A District Court judge in Indiana has granted a defendant’s motion for summary judgment in a Telephone Consumer Protection Act case, ruling that the defendant did not use an automated telephone dialing system when contacting the plaintiff on his cell phone to collect on an unpaid debt after he had revoked consent to be contacted.
A copy of the ruling in the case of Creech v. Navient can be accessed by clicking here.
The plaintiff’s case appeared to have been hampered by the fact that he was representing himself and did not have an attorney. By confusing opinion with relevant and supported facts, the plaintiff’s lack of admissible evidence doomed his own motion for summary judgment while also hampering efforts to fight the defendant’s cross-motion for summary judgment, noted Judge Philip P. Simon of the District Court for the Northern District of Indiana.
The plaintiff claimed that the defendant violated the TCPA by contacting him on his cell phone using an ATDS without the necessary consent to do so. But the defendant submitted enough evidence to convince Judge Simon that the technology it used to make the calls to the plaintiff were not done so using an ATDS because the technology lacked the capacity to store or produce randomly or sequentially generated phone numbers, as defined by the Supreme Court in Facebook v. Duguid.

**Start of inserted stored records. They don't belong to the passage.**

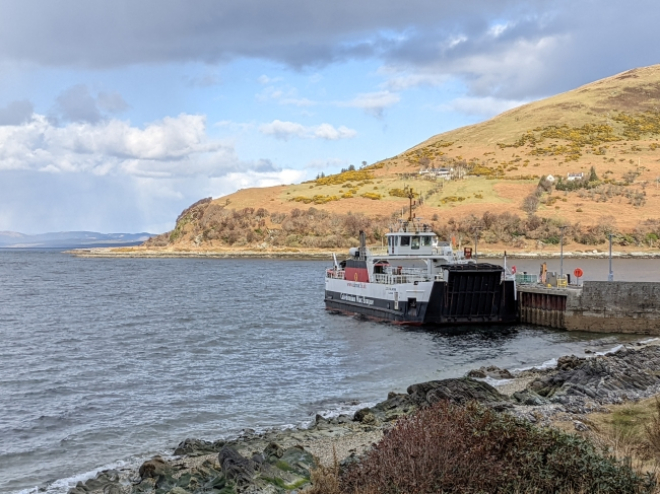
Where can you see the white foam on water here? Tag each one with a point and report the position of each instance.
(548, 364)
(496, 382)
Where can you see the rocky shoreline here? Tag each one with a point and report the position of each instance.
(278, 461)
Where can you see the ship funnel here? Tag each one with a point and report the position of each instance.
(363, 245)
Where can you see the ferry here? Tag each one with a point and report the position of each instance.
(420, 280)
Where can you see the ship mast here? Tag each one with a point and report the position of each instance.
(411, 196)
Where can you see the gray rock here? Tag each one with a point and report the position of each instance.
(455, 390)
(490, 371)
(613, 378)
(529, 397)
(580, 426)
(190, 446)
(235, 467)
(154, 469)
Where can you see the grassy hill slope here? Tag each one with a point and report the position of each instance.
(607, 130)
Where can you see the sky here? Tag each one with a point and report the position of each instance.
(116, 116)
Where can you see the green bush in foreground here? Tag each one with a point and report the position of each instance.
(471, 449)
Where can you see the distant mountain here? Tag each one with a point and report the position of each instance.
(70, 240)
(588, 158)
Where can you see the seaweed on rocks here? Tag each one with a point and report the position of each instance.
(625, 375)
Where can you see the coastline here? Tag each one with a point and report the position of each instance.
(564, 394)
(312, 255)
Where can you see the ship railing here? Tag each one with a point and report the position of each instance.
(337, 274)
(404, 277)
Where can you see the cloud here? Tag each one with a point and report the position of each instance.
(508, 49)
(283, 96)
(113, 176)
(373, 103)
(77, 104)
(481, 107)
(207, 79)
(112, 102)
(16, 113)
(288, 130)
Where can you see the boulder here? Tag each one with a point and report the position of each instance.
(365, 416)
(235, 467)
(191, 446)
(154, 469)
(627, 374)
(529, 397)
(455, 390)
(569, 362)
(490, 371)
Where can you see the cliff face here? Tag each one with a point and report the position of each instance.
(598, 143)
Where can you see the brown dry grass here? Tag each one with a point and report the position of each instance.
(632, 91)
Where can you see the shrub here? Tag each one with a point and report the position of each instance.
(468, 448)
(372, 195)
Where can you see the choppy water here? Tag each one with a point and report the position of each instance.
(108, 360)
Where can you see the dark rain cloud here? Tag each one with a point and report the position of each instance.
(547, 46)
(78, 104)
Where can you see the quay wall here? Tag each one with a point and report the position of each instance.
(615, 307)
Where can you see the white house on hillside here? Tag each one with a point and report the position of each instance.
(574, 176)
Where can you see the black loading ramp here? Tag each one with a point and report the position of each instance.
(473, 293)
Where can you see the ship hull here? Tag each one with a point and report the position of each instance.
(468, 296)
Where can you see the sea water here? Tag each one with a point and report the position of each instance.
(105, 361)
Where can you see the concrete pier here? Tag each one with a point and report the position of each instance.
(598, 306)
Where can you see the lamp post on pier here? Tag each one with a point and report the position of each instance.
(610, 275)
(561, 251)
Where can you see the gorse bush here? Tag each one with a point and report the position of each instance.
(451, 448)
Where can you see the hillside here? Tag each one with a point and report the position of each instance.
(607, 130)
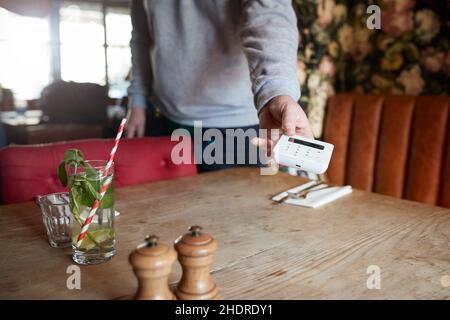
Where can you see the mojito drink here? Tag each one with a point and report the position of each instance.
(85, 180)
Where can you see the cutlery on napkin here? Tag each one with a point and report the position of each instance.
(312, 194)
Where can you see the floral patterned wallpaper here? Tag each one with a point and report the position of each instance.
(410, 54)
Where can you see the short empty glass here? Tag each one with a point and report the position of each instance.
(57, 218)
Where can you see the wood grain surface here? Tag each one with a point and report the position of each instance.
(266, 251)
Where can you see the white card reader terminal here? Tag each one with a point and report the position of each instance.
(303, 153)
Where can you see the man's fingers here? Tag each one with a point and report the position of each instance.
(302, 126)
(289, 117)
(264, 144)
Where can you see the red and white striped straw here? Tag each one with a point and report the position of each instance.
(105, 185)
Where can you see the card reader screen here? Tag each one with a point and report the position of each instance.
(306, 143)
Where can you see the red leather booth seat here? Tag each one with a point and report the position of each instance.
(394, 145)
(27, 171)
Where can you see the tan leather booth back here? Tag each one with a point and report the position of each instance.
(395, 145)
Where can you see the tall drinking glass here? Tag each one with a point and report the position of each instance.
(84, 187)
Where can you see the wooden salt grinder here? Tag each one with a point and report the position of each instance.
(196, 254)
(152, 263)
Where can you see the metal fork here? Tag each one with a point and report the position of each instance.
(289, 194)
(304, 193)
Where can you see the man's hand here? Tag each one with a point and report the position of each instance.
(136, 123)
(285, 114)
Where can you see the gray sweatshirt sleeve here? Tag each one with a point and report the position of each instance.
(269, 38)
(140, 52)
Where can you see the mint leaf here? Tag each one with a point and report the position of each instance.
(91, 173)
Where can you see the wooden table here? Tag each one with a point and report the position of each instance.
(266, 251)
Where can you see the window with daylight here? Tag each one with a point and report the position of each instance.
(90, 44)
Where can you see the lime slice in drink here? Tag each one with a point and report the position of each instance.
(99, 236)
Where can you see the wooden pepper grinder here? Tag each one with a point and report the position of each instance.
(195, 253)
(152, 263)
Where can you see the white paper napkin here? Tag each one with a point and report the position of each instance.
(314, 199)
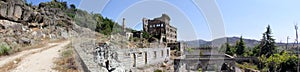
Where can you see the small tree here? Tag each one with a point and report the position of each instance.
(268, 47)
(240, 47)
(73, 6)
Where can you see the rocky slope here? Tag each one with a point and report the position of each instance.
(23, 25)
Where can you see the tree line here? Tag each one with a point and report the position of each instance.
(270, 58)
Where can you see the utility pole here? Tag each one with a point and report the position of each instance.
(287, 42)
(297, 50)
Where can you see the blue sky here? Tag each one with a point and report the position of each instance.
(246, 18)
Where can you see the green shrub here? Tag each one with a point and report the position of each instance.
(158, 70)
(4, 49)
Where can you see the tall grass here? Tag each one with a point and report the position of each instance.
(4, 49)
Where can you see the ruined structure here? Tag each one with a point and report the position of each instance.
(161, 28)
(205, 59)
(126, 60)
(125, 33)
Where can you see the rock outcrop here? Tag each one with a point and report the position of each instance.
(21, 24)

“Creech’s attempt to create an issue of his revocation of consent to receive telephone calls from Navient is a non-starter, because Creech is unable to rebut Navient’s evidence that its calls to Creech did not violate the TCPA , either its ban on the use of ATDS or on the use of artificial or prerecorded voices,” Judge Simon wrote. “The TCPA requires consent only if the call uses an ATDS or an artificial or prerecorded voice, neither of which is proved here.”